Zwischen Februar und April 2022 wählten die einzelnen Landesärztekammern ihre Repräsentant:innen, am 24. Juni 2022 dann die Bundesärztekammer die Präsidenten. Bei der Abstimmung im steirischen Bad Radkersburg setzte sich schließlich Johannes Steinhart durch. Steinhart hatte zuvor bei der Wahl der Wiener Ärztekammer mit 1.759 zu 1.370 Stimmen gegen Thomas Szekeres gewonnen, der nach eigenen Angaben ebenso eine erneute ÖÄK-Präsidentschaft anstrebte.
Die Causa Steinhart
Der neue Ärztekammerpräsident Steinhart ist jedoch nicht unumstritten und sorgt seit längerem für Schlagzeilen. Wie die Rechercheplattform "Dossier" zunächst berichtete, wird Steinhart in Ermittlungen zur Ärztekammer-Tochtergesellschaft Equip4Ordi als Beschuldigter geführt. Die Staatsanwaltschaft ermittelt wegen des Verdachts der Untreue, Begünstigung und des schweren Betrugs. In den Ermittlungen geht es um die Zahlung von Prämien und Provisionen an die ehemaligen Equip4Ordi-Geschäftsführer, an einen Arzt sowie Sideletter für einen Steinhart nahestehenden Anwalt. Zudem sollen Zahlungen von Equip4Ordi an eine Wiener IT-Firma in Höhe von 240.000 Euro laut "Dossier" möglicherweise für den Ärztekammer-Wahlkampf missbraucht worden sein.

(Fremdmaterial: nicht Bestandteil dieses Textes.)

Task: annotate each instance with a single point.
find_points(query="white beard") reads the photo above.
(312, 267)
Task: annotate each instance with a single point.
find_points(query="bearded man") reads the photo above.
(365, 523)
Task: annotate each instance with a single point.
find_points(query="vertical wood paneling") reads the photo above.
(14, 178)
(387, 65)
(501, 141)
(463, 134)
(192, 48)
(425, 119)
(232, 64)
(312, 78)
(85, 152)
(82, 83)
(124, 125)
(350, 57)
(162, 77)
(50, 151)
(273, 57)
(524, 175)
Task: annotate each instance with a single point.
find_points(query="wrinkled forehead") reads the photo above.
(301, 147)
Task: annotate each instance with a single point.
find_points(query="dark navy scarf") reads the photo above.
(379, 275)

Nach einer hitzigen Sitzung der Wiener Ärztekammer – dem Vernehmen nach inklusive Schreiduellen und Handgreiflichkeiten – forderten die übrigen Präsidiumsmitglieder den Rücktritt von Präsident Steinhart. Diese Forderung wies Steinhart zurück und beklagte eine Kampagne gegen ihn. Die "völlig zerrüttete Wiener Ärztekammer" sei laut "Standard" derzeit "praktisch handlungsunfähig".